Indie insight
Jeff Vogel of Spiderweb Software has been kind enough (and narcissistic enough) to undertake a bit of blogging on the topic of independent game development.
Which is cool. Don't take my narcissistic comment the wrong way - everyone who blogs is narcissistic. It's cool because the more attention indie game development can get, particularly successful indie game development, the better. And I don't necessarily think there are really any trade secrets worth hoarding here, so why can't successful indie developers pull aside the curtain a bit more? Indie game development is hard work, besodden with failure and ruin, and almost utterly devoid of accolades. And in that sense, it's not really any different than mainstream game development. It's also risky business, but perhaps one 'secret' is that it might actually be less risky than mainstream game development.
Jeff's been making a steady living doing games for over 15 years. That's a pretty stout achievement, particularly given the nature of the games he does. He makes butt-ugly old-school RPGs only die-hards will love. But the 'trick' is that there are evidently enough die-hards to make the exercise profitable. Predictably and consistently profitable. Having read the two recent posts Jeff made as 'tell-all' confessionals of the financial numbers behind one of his recent games, I wanted to distill some of the key disclosures that were made. Again - these aren't trade secrets. It's common sense stuff for anyone who's not totally drunk on EA and Microsoft's relentless propaganda.
- The Long Tail is a real thing and it works. If you're not beholden to pay back someone else's huge initial capital investment, you can ride the tail to profitability. For the purposes of this discussion, the long tail is the steady, word-of-mouth driven sales sustained well after initial release, in contrast to the 'blockbuster opening weekend' effect that mainstream games tend to rely on to make it into the black, financially. I've referred to this as the 'spike economics' of the game industry, and mainstream developers and publishers alike live and die by it. Indies can't, because it requires huge (i.e. expensive) marketing campaigns, and it needs a steady diet of game releases allowing for the occassional blockbuster to pay for both itself and all the non blockbusters that 'missed'. Note that this model may ultimately prove to be the undoing of mainstream game development as well, but that's the a story for another day.

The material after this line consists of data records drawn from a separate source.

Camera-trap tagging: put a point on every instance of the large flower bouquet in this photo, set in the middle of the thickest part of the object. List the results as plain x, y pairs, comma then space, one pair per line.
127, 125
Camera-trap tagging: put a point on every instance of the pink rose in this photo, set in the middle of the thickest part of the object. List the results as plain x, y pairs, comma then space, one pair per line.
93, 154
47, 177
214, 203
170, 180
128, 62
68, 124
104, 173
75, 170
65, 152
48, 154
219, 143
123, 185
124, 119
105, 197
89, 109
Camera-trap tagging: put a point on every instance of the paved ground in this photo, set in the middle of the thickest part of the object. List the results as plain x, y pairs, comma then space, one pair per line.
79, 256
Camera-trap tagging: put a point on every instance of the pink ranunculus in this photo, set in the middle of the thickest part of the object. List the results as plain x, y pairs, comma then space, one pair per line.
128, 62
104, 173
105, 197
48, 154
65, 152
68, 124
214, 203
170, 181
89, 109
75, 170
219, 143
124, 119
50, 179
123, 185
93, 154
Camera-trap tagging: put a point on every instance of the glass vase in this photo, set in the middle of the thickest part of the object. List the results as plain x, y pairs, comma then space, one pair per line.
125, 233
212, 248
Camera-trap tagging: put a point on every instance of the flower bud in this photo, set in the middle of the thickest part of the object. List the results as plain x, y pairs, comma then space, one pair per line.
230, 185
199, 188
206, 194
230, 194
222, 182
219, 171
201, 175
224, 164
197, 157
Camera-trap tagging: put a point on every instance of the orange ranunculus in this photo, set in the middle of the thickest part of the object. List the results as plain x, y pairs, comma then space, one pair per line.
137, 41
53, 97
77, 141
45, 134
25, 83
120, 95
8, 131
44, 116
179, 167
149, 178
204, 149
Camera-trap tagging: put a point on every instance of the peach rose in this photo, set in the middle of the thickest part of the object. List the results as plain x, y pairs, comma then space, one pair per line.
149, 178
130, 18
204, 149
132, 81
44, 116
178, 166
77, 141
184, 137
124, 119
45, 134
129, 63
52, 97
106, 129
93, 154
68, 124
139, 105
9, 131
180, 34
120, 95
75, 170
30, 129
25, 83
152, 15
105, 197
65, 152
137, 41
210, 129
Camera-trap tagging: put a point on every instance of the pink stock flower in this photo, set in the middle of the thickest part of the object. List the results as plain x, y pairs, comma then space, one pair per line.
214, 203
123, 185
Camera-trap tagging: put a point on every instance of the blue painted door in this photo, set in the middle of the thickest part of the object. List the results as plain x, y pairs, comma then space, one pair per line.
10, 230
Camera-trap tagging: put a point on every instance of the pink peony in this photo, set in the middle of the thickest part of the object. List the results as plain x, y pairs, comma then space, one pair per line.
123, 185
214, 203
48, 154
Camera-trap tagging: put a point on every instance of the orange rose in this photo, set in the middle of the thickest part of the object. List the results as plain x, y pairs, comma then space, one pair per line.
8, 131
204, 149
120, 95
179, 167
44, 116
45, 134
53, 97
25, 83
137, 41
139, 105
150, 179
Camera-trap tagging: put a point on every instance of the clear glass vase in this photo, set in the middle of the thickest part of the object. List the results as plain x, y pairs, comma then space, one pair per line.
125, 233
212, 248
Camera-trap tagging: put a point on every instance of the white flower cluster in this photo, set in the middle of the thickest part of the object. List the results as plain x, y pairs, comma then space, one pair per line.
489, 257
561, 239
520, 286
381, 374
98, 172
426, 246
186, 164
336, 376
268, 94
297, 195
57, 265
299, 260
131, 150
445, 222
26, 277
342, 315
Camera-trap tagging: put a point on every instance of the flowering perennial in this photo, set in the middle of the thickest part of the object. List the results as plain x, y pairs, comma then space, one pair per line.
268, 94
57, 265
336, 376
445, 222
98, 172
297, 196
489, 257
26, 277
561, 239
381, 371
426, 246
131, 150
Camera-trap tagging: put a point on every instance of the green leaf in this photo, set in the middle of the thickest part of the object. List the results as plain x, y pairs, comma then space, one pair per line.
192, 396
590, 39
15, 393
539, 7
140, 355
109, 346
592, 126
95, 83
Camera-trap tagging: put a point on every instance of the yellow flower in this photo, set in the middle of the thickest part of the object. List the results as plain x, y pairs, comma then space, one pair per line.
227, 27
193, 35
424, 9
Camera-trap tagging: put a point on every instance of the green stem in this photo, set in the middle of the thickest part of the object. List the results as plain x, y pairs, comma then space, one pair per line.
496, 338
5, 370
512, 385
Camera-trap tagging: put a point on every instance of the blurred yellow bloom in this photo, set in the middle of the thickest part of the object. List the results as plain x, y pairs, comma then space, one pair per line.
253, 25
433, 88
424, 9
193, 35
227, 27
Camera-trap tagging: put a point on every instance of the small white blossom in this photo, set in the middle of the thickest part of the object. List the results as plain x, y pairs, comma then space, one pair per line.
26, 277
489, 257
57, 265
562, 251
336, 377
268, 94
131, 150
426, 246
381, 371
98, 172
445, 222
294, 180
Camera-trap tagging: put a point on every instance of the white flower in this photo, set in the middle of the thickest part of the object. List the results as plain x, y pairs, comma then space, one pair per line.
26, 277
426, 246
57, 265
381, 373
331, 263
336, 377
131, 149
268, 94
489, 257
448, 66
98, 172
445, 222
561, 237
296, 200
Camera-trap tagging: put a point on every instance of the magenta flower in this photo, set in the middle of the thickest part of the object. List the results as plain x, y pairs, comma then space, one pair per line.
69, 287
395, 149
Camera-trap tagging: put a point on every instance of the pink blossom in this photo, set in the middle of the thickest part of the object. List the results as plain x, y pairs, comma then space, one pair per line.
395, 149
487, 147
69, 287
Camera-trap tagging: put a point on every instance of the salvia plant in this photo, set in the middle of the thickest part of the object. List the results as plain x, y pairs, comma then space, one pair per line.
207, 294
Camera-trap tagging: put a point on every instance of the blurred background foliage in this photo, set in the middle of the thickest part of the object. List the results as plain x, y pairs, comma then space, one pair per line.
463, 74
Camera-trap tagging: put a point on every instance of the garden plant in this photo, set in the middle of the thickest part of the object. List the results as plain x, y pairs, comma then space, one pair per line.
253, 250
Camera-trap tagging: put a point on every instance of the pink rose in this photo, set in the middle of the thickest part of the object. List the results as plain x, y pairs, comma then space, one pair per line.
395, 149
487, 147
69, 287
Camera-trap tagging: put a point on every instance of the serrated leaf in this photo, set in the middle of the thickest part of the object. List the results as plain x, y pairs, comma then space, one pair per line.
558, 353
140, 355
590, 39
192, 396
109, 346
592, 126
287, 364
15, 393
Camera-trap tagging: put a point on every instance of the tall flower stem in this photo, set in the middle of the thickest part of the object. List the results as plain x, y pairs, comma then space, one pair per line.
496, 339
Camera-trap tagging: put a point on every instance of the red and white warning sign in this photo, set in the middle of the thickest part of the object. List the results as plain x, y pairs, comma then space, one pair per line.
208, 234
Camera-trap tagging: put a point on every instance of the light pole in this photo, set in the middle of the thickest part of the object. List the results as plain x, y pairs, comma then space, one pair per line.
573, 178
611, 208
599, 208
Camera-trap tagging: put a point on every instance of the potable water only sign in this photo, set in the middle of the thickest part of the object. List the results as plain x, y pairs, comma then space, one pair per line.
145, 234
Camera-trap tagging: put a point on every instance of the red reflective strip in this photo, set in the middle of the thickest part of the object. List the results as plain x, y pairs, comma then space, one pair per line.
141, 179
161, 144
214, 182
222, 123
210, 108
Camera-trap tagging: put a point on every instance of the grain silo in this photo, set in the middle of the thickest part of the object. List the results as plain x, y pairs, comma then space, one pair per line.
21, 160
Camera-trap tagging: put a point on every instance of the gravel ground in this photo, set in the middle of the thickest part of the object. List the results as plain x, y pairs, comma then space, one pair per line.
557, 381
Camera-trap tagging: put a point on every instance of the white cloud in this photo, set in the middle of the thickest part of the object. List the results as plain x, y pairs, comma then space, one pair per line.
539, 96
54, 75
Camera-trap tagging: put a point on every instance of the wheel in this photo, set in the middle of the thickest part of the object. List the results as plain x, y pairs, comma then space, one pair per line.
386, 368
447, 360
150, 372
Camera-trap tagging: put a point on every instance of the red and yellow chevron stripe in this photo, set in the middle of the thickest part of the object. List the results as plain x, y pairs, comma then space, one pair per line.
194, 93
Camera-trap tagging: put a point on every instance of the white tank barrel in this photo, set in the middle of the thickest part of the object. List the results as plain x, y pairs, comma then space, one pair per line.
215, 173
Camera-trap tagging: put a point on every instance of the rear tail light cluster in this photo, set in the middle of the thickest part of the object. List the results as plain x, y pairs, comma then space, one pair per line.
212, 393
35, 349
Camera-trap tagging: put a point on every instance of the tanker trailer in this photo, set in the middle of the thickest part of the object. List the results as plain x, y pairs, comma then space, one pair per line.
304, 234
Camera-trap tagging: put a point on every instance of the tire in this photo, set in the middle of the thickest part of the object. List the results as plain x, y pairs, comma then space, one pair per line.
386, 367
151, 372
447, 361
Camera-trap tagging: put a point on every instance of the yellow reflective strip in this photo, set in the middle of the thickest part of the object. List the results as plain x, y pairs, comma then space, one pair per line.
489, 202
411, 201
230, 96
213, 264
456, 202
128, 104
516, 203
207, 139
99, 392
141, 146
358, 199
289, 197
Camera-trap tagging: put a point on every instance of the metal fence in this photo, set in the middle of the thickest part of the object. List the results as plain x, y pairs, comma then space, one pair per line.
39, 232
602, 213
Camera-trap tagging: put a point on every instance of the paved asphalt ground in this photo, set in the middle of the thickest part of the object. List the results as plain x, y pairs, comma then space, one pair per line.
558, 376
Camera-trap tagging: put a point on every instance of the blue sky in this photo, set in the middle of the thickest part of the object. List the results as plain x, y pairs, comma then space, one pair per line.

- Time is the most valuable thing you have.
- Making multi-platform games is like printing free money. You're already doing the design and implementation work. If you take the right approach from the beginning, it's only a marginal amount of 'extra' work to get one implementation to work on multiple platforms and you've just hugely broadened the size of your potential customer base. Which is critically important when your customer base is niche to begin with. Which brings us to...
- Serve an underserved niche. Mainstream game development is like a whale - it has to eat an ungodly number consumers just to stay alive. For that reason, many particular kinds of gameplay just get shoved aside categorically by the big publishers because the games simply don't exhibit the scale of consumer popularity necessary to offset the increasingly bloated development budgets. And so the world is rife with cliques of gamers whose true desires go unmet by the industry at large. And it is precisely these gamers that will forgive your pitiful little game its glaring deficiencies compared to a AAA mainstream game, if only your game scratches their specific itch when none others will. As Jeff put it: "You have to write something that they can't get easier and cheaper elsewhere." Because if they can they will. You may eventually nurture some consumer loyalty, but you'll have none initially, and never enough to offset the fundamental disadvantages you'll face as an independent. Like any successful organism, you have to discover an unclaimed part of the ecosystem.
- "Big budget games will ALWAYS look better." And "graphics are expensive. Really expensive." Moral of that story - don't even try to match mainstream graphics quality. You'll lose, and you'll just go broke/crazy trying. Your time and budget (which is mostly time) are better spent pursuing the handful of unique things that are going to attract that underserved niche. Good graphics aren't unique, and definitely aren't underserved. Yes, a certain percentage of people will ceaselessly hate on your game for how crappy it looks. Screw 'em. They're not buying your game anyway.